Somewhere on YouTube there’s a 2012 video of comedians James Adomian, Eddie Pepitone, and Todd Glass performing a spontaneous set outside of downtown’s New Jalisco Bar. The whole thing was caught on tape during the inaugural Riot LA Alternative Comedy Festival, a four-day smorgasbord of stand-up, panels, and screenings. It’s the type of intimate moment die-hard fans dream of: a chance to be fully ensconced in L.A.’s comedy scene rather than watch it unfold from the back of a theater. It’s also the type of moment Riot LA has built a rep on, one that’s catapulted the event from a scrappy Kickstarter-funded function to a fully sponsored phenomenon in only five years. This year’s roster (January 19 to 22) is as impressive as ever, with Ali Wong, Felipe Esparza, Nikki Glaser, and 90-year-old Mel Brooks on the bill.
Riot LA is the work of producer Abbey Londer, who wanted a fest that would, she says, “create a sense of community and celebration around the amazing comedy scene we have here.” In its earlier iterations, comedians performed in indie venues like the Smell; this year headliners are selling out theaters like the Ace Hotel and the Orpheum. Even so, Londer is determined to maintain the homespun vibe apparent in that old video. Fans and comedians can drink beers in a communal space known as “the Lot,” and cozier performances—such as Todd Barry’s crowd-work show—will be staged in smaller, unorthodox locations (think the cigar lounge at the Orpheum).
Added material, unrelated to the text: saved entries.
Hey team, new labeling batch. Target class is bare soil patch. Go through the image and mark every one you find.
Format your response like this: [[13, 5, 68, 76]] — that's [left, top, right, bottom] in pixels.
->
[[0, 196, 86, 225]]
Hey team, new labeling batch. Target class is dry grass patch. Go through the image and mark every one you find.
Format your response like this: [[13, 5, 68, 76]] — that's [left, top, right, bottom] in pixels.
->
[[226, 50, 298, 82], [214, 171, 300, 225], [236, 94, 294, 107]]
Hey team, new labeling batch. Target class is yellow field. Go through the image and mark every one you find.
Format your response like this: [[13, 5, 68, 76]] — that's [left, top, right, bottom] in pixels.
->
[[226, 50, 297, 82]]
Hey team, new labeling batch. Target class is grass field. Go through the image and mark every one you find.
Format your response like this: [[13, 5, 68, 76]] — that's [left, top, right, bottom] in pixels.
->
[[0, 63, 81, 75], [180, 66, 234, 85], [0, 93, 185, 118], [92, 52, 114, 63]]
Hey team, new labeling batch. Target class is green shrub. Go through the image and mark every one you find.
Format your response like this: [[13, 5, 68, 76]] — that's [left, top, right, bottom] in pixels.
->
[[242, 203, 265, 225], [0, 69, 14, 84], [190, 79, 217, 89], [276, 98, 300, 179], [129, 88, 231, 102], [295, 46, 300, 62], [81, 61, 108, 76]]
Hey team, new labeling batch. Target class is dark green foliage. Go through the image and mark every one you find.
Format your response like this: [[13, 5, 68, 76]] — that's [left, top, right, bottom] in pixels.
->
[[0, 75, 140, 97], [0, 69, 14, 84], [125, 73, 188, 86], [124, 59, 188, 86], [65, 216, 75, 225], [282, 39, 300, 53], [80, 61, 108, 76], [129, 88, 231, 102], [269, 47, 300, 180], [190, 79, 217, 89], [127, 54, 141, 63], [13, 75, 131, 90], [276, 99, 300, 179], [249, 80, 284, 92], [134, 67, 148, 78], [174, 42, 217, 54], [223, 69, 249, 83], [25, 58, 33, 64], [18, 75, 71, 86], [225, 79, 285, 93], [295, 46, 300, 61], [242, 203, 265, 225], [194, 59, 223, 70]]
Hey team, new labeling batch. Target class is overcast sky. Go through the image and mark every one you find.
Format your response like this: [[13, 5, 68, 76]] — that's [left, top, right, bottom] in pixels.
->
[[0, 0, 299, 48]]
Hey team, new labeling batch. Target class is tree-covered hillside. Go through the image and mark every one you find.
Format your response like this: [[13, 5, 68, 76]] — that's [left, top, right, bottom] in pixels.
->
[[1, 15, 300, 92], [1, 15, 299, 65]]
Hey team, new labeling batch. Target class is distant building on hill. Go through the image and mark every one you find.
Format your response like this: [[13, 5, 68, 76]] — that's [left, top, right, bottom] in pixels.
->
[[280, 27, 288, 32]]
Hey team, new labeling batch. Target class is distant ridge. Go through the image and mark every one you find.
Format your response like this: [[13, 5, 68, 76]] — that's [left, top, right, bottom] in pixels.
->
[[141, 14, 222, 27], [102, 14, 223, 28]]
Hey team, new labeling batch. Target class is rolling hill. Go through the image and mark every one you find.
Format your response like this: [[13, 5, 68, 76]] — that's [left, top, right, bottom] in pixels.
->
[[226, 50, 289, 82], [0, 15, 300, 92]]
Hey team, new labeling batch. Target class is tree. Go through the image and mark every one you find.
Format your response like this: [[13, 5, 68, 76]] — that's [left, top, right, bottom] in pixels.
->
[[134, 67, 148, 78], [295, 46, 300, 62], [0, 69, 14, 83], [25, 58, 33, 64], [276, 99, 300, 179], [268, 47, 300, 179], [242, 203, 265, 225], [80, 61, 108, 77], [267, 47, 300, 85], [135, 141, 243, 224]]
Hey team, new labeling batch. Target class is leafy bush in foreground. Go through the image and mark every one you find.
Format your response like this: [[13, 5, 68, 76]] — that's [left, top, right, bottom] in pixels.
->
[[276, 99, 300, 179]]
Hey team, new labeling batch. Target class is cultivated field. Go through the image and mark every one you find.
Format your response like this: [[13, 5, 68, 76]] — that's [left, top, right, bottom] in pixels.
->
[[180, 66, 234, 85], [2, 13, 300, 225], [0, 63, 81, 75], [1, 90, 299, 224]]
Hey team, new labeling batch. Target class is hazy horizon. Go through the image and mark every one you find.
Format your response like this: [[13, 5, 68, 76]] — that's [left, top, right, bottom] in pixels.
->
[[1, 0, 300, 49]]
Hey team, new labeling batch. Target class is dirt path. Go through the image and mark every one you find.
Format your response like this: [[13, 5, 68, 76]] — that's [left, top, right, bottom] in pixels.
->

At a time when the city is losing some of its top-tier shows (RIP, the Meltdown), fests like Riot LA are what help our comedy landscape maintain a sense of authority. “It’s a treat,” Pepitone says of the event (he’s performed at every one). “L.A. becomes the center of the comedy universe for a bit.”
Aparna N’ Jo (Jan. 22)
Jo Firestone and Aparna Nancherla’s Web series, Womanhood, offers advice on everything from the perils of puberty to gracefully entering your “dirty thirties.” You’ll probably learn some helpful tips at their Orpheum show.
Head to Microsoft Theater for a screening of the 1974 classic. Comedy icon Mel Brooks, who cowrote, directed, and stars in the film, is on hand afterward for a Q&A. You don’t need no stinking badge, but you do need to buy a ticket in advance.
Literary Death Match (Jan. 21)
Four authors have less than seven minutes to read their most thrilling excerpt in front of a panel of judges, who provide witty commentary. Featuring Mary Lynn Rajskub, Whitney Cummings, Sam Richardson, Marco Ramirez, and Zach Anner.